Saturday, July 30, 2005

 

Do I know lounge singers, or just the future?

We've left the friendly confines of My Home Town for the weekend to attend B's family reunion up in Strange City. We find ourselves waiting in the bar of one of those funster chain restaurants, TGI SBWMI Friday's, I think is the name. (Thank God I'm Sitting in a Bar Waiting for My Inlaws on a Friday.)

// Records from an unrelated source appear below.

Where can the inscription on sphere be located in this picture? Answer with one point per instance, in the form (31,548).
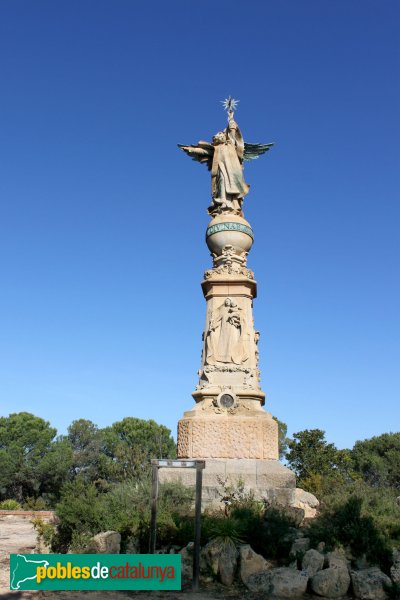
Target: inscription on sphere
(229,227)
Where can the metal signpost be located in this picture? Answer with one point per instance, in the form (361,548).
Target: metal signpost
(199,465)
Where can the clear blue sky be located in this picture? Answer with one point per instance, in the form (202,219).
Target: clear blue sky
(103,218)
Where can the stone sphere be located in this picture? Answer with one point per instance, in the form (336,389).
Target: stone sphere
(227,229)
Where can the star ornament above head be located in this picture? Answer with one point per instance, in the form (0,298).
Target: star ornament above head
(230,104)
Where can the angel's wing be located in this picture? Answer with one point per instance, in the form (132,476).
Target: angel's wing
(252,151)
(202,153)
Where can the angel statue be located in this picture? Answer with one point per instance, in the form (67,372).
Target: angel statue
(224,158)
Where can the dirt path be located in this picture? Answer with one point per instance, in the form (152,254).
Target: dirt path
(17,535)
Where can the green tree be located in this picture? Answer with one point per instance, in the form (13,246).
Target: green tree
(132,442)
(283,440)
(28,457)
(89,458)
(309,454)
(378,460)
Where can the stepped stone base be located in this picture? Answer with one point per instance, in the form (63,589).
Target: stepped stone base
(245,431)
(268,479)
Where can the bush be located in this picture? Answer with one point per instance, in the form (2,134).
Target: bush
(345,525)
(32,503)
(10,504)
(85,511)
(45,531)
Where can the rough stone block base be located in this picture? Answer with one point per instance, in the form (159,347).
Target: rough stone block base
(268,479)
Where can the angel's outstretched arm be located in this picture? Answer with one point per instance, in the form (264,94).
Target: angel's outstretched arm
(202,153)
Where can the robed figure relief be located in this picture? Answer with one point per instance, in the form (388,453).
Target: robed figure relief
(224,157)
(224,341)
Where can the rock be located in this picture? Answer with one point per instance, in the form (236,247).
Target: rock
(228,564)
(332,582)
(337,559)
(211,553)
(259,582)
(308,502)
(313,561)
(222,559)
(255,571)
(107,542)
(299,548)
(251,562)
(395,569)
(369,584)
(296,514)
(132,545)
(187,563)
(288,583)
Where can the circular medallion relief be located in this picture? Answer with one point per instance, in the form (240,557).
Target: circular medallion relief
(227,400)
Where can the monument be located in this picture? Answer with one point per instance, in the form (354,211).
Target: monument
(228,426)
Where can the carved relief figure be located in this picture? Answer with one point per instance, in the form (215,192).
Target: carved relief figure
(224,158)
(225,336)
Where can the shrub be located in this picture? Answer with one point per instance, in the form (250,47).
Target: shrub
(32,503)
(45,531)
(10,504)
(345,525)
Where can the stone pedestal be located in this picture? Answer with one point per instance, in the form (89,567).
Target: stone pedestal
(267,479)
(228,426)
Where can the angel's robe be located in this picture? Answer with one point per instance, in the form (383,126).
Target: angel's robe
(226,169)
(225,341)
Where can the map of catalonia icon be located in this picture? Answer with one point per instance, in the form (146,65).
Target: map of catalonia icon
(24,570)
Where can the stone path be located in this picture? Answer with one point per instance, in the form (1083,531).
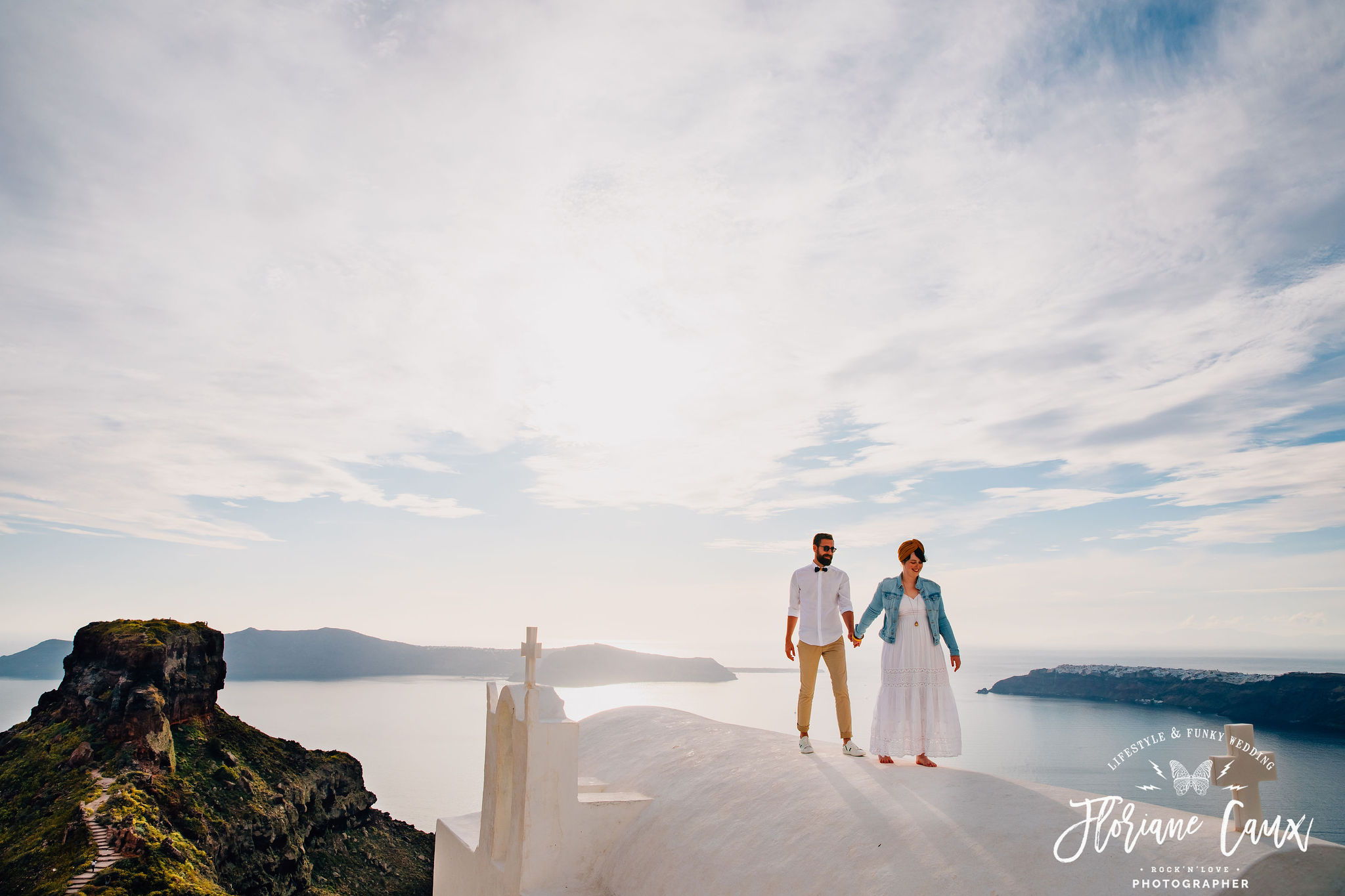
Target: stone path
(106,856)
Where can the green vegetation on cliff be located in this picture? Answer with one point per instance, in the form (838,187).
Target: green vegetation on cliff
(221,807)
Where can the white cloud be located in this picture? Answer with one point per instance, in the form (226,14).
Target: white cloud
(420,463)
(657,247)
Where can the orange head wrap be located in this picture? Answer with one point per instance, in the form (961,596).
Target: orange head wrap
(907,548)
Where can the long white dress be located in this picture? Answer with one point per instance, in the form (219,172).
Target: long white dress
(916,712)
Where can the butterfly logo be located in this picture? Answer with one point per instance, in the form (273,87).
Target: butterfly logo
(1197,781)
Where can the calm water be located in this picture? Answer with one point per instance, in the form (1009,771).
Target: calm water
(422,739)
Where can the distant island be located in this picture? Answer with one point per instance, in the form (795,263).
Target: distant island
(1296,699)
(326,654)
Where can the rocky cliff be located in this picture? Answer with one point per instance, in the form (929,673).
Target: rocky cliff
(202,802)
(1298,699)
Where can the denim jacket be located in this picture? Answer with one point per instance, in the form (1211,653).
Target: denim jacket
(887,599)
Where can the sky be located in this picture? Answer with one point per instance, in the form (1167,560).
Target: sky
(439,319)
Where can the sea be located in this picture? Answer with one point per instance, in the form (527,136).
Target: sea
(422,739)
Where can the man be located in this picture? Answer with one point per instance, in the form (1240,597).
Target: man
(820,601)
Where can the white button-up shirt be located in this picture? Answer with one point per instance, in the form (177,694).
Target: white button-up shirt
(818,598)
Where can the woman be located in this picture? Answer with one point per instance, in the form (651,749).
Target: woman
(916,714)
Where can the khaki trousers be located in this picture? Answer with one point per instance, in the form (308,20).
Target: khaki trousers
(834,654)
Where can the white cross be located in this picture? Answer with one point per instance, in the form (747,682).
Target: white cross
(533,651)
(1243,770)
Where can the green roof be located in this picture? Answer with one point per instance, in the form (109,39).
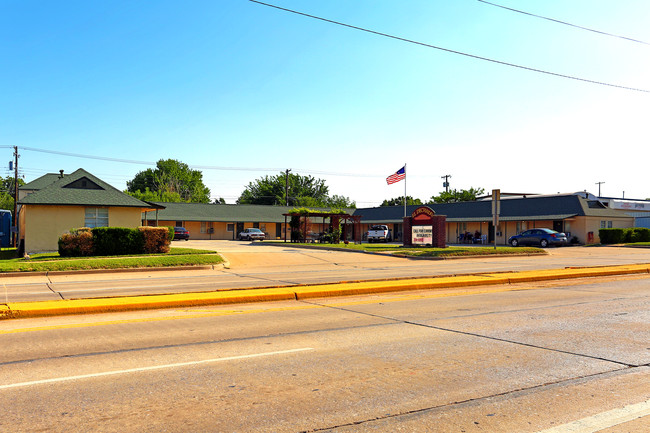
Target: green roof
(79,188)
(42,182)
(225,212)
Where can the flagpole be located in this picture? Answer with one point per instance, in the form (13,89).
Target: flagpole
(404,190)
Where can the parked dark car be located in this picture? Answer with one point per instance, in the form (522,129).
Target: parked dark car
(252,235)
(181,233)
(541,237)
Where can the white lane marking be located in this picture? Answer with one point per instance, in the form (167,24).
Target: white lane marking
(155,367)
(604,420)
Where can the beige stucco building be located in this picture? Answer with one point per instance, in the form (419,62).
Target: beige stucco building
(55,203)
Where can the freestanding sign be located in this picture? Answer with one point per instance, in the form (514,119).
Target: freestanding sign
(424,227)
(422,231)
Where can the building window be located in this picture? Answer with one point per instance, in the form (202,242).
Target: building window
(96,217)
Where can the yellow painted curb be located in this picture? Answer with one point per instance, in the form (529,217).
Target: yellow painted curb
(127,303)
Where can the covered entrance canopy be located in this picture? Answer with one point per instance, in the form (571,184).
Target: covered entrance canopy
(338,228)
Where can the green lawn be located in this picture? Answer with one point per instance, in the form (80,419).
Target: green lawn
(53,262)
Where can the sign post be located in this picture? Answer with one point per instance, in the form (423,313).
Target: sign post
(496,210)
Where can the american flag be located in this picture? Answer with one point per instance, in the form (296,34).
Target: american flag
(397,176)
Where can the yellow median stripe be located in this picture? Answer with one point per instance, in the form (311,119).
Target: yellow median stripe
(126,303)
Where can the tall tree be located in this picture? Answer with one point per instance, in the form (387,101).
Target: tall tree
(302,191)
(399,201)
(455,195)
(171,177)
(7,192)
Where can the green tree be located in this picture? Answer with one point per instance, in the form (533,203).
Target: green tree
(171,177)
(303,191)
(148,195)
(399,201)
(7,192)
(454,195)
(340,202)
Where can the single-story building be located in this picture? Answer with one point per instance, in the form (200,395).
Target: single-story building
(575,214)
(56,203)
(578,215)
(226,221)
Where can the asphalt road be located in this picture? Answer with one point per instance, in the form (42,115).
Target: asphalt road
(507,359)
(261,265)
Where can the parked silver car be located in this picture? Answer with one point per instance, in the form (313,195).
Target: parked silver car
(252,235)
(541,237)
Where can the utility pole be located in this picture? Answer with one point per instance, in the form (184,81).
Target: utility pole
(15,218)
(286,187)
(446,182)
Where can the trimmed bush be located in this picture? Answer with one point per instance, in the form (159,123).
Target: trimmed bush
(115,241)
(77,243)
(156,239)
(637,234)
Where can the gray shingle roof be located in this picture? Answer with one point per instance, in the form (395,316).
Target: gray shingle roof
(520,209)
(68,191)
(224,212)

Just as we sit down, the lounge act -- a classic late 70s folk-pop cover "artist" with an acoustic guitar and a synthesizer -- wraps up Wastin' Away Again in Margaritaville. He warns that he'll be back for another set, and as he packs up, the bar's recorded music comes on with Van Morrison's Moondance. This dialogue ensues.
Oscar: Twenty bucks says he plays Moondance in his next set.
B: How do you know that?
Oscar: I know his entire repertoire.
B: From hearing him play one song?
Oscar: Okay, either Moondance or Brown Eyed Girl.
Fifteen minutes later, he's back. He opens the set with a langorous jazzy-blues two-chord progression: Doot ... dooooooo...doot ... doooooo...

Moondance.

Five songs later, Brown Eyed Girl.

Do I rule, or what?

**

Comments:
I think if you want lounge singers in bars of chain restaruants to have a more sophisticated repetoire, you'd have to convice the bar to pay them more than 50 dollars for the evening. For 50 (or 100 bucks, which is the usual going rate for a lounge act of that caliber), the fellow isn't going to learn or sequence any new songs. I know I wouldn't.

Which is why I was so surprised 20 or so years ago in a Holiday Inn (when those were still around) in Some Place Far Away From Home to find a trio doing most of Steely Dan - and quite admiriably, too.